Siz hasta mısınız? Kimin ağzıyla konuştuğunuzun farkında mısınız? Laiklik sadece Türkiye'ye mi özgüdür?

Link to post
Sitelerde Paylaş

zalim joosef kardeşcim,

ben de türban yasağını hiç de adil bulmayan biriydim.Ve bu yasağa her fırsatta karşı çıkardım..ama ifeelgood gibi ileri görüşlü değilmişim,bunu anladım.

görünürde bir adaletsizlik var bu doğru.ama her geçen gün ifeelgood'un söylediği şeylerin vuku bulduğunu görüyorum..anlattıklarının fazlası var eksiği yok yani..
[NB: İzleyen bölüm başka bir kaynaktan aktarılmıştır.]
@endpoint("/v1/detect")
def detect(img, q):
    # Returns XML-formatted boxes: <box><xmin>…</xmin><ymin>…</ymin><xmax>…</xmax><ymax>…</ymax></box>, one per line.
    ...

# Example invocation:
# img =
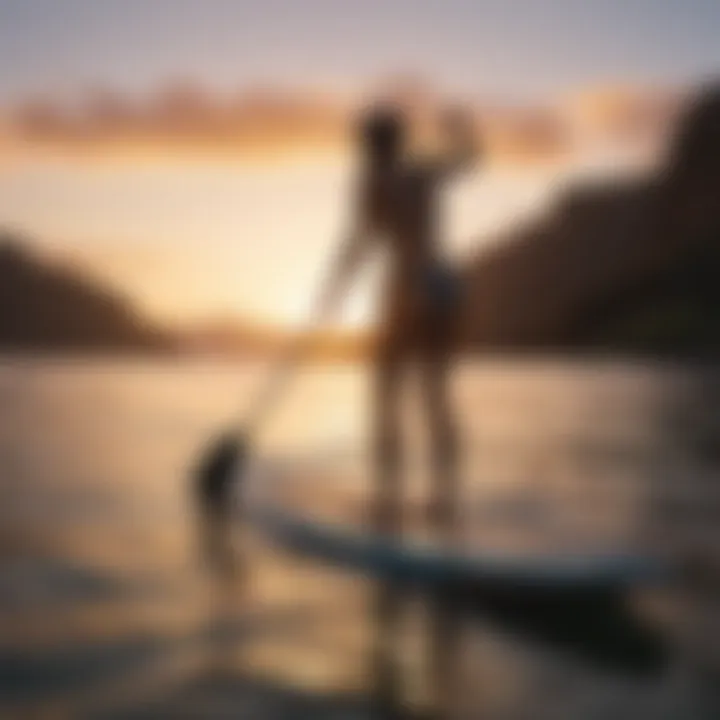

sen dünyanın öbür ucunda yaşıyorsun zalim..burda olsan anlrdın ne demek istediğimi.

bursa'da yaşıyorum.burası evvel eski muhafazakar bir şehirdir zaten..ama Akp iktidarıyla beraber o eski muhafazakar günlerini bile mumla arıyoruz..gecen gün kardiyolog doktor bir bayan arkadaşım çalıştığı hastenenin muhafazakar başhekimi tarafından "doktor hanım kılık kıyafetimize biraz daha dikkat edelim lütfen"şeklinde uyarılmış..üstelik arkadaşım nerede ne giyileceğini cok iyi bilen,çizgi dışına çıkmayan bir bayan olmasına rağmen.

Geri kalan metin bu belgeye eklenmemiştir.